Let’s make tasty things:

  • 3/4 c sugar (see above note)
  • 1/2 c water
  • 1 c full-fat coconut milk
  • 1/2 tsp sea salt
  • 1 large ripe banana, mashed
  • 1 tbsp coconut oil (mine is the unrefined variety that smells like coconut)
  • 1 tsp vanilla extract
  • 1.5 c whole wheat pastry flour
  • 1 flax egg (1 tbsp ground flaxseed+3 tbsp water)
  • 1/2 tsp baking soda
  • 1/4 tsp sea salt
  • 1/3 c dark chocolate chippies

To do so, we…

Make caramel!
Pour sugar and water into a smallish saucepan. Whisking frequently, bring it to a boil. Reduce heat to low/simmering, and let it reduce until the water is reduced by half. If you use coconut sugar, the water should be dark brown; if using regular sugar, it’ll be lighter in color. Keep whisking, as it has a tendency to bubble up. Slowly whisk in coconut milk and continue whisking for 10-15 minutes or until (if using coconut sugar) the mixture thickens and is a dark brown. If you’re like me and you attempted regular sugar, it’ll look grey. Not the most gorgeous color, but delicious. Promise. The mixture will thicken as it cooks, more so with coconut sugar than regular. Stir in the salt, and remove from heat. Let it cool while you do the rest of the cookies, or you can store the caramel in a jar in the fridge (it keeps for several weeks, tightly sealed).

Onward! Cookie time:

Mix up your flax egg and let it sit for a bit to thicken.
Mash up the banana, toss in slightly meltedish coconut oil, and use a mixer to beat until fluffy. Whisk in vanilla extract and 2/3 c caramel sauce (save the rest for later). Once the flax egg sets up, whisk that in.

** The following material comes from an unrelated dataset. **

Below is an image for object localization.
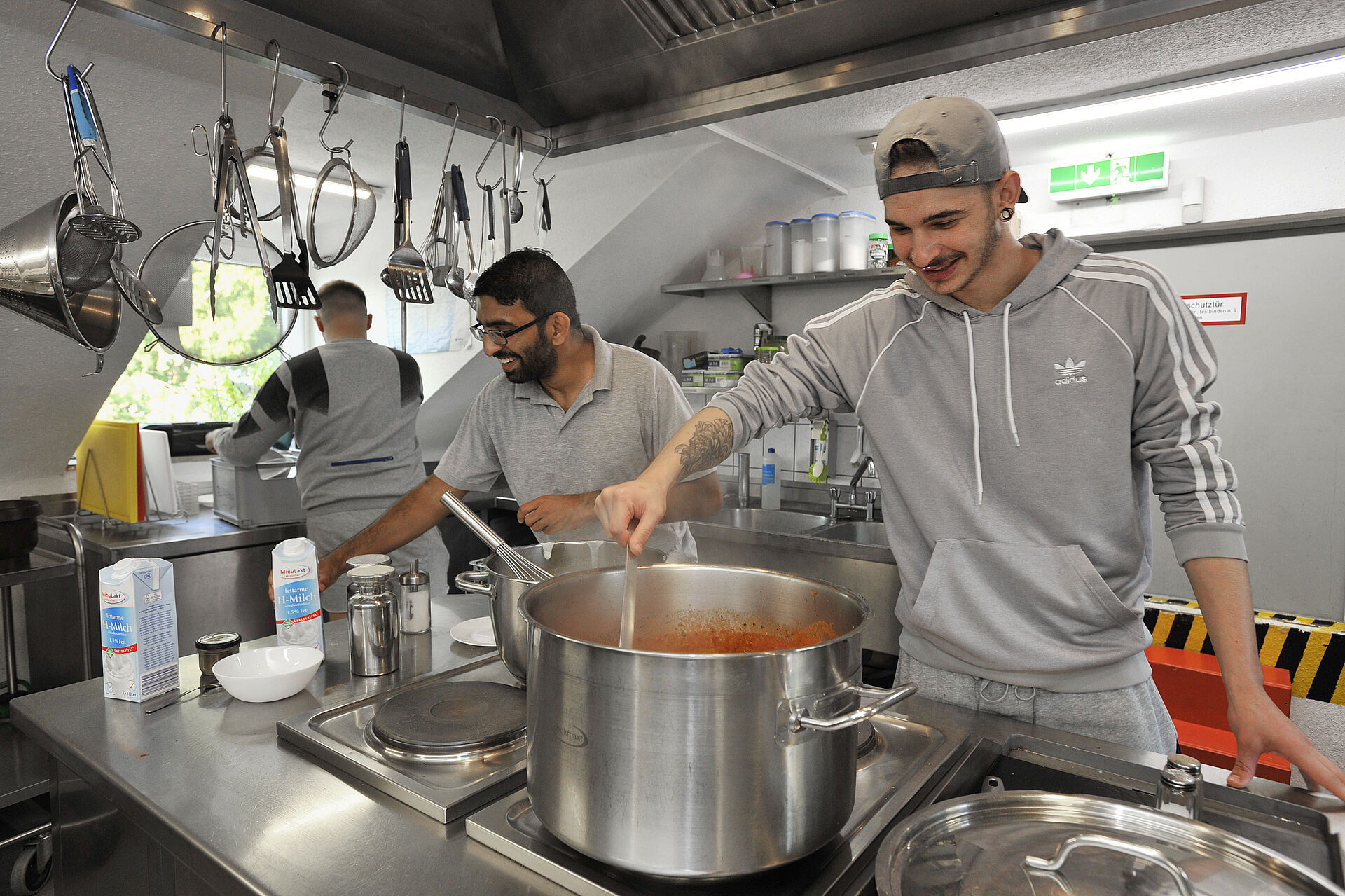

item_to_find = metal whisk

In a larger bowl, whisk together flour, baking soda, salt. Add dry ingredients to wet, stirring until just combined. Fold in chocolate chips, and slightly flatten the dough into the bottom of your bowl. Pop it into the fridge and let it chill for about a half and hour.

Preheat the oven to 350, and line two baking sheets with parchment paper.

Remove the dough from the fridge and make several cuts through it with a knife. Drizzle the caramel sauce over the dough, without mixing it in. Drop blobs of dough onto the prepared cookie sheets (whatever size you deem necessary for that particular day…), leaving the streaks of caramel running throughout. The dough will be a bit wet with all that, but just roll with it. Bake cookies for 8-12 minutes (I know that’s a huge range, but I did mine on convection so they ended up going a bit longer. Check at 8, and go from there!) Because of the caramel, the cookies can look a bit underdone, but they should be solid to the touch when done—check the bottoms if you’re not sure. Let cool on the baking sheets for a few minutes, and then transfer to wire rack.

Do yourself a favor and eat one warm out of the oven!